Chegar ao fundo da questão
De modo a explorar este problema de forma mais profunda, o projecto Moral Machine convida todos os seus utilizadores a simular alguns cenários em que um carro autónomo pode vir a ser forçado a tomar decisões muito difíceis. Os utilizadores são depois incentivados a fazer uma escolha. Os dilemas são ficcionais, mas perfeitamente plausíveis: numa situação em que um carro autónomo deve escolher entre bater contra um muro ou atropelar um pedestre, deve ele dar prioridade aos passageiros do veículo ou às pessoas que estão na rua?

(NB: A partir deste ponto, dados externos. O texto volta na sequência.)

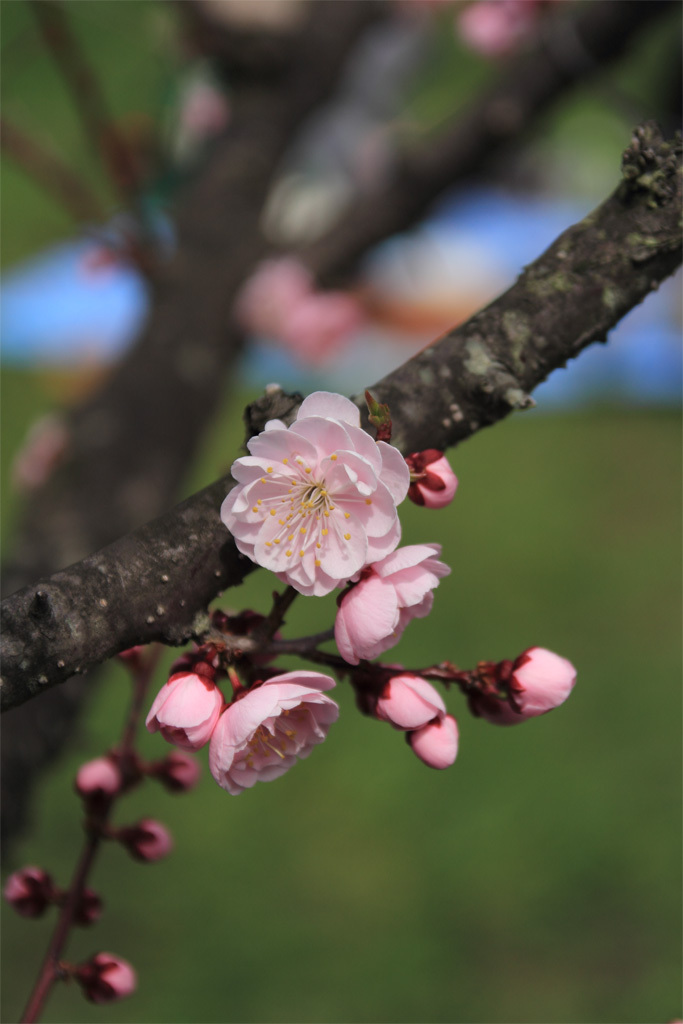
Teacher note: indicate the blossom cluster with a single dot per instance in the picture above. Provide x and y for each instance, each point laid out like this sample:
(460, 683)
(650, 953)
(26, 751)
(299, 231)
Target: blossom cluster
(316, 503)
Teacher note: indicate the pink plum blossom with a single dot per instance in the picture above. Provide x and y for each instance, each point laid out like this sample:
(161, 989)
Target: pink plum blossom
(147, 841)
(539, 682)
(105, 978)
(30, 891)
(495, 28)
(433, 482)
(315, 502)
(436, 742)
(374, 612)
(185, 710)
(261, 734)
(409, 701)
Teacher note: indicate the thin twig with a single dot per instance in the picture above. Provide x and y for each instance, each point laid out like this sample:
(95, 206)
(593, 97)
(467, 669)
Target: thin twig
(51, 173)
(51, 970)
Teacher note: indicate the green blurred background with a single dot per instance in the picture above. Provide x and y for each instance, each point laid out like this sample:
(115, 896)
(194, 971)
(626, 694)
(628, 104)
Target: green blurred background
(536, 881)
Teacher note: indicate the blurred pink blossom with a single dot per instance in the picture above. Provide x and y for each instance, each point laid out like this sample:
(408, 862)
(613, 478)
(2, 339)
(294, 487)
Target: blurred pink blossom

Num cenário em que um carro autónomo deve escolher entre atropelar uma criança ou atropelar dois adultos, deve a vida de um menor ser tratada de forma privilegiada? Estes são apenas dois exemplos dos vários cenários acerca dos quais é possível especular.
Num momento em que preocupações morais semelhantes têm vindo a ser aplicadas a outras novas tecnologias, como a Inteligência Artificial ou o reconhecimento facial, de que maneira podemos calcular os riscos da disseminação dos carros autónomos, e de que forma podemos contornar as dificuldades morais em causa? É uma questão cada vez mais urgente, até porque os carros autónomos estão mesmo prestes a tornar-se parte do nosso dia-a-dia.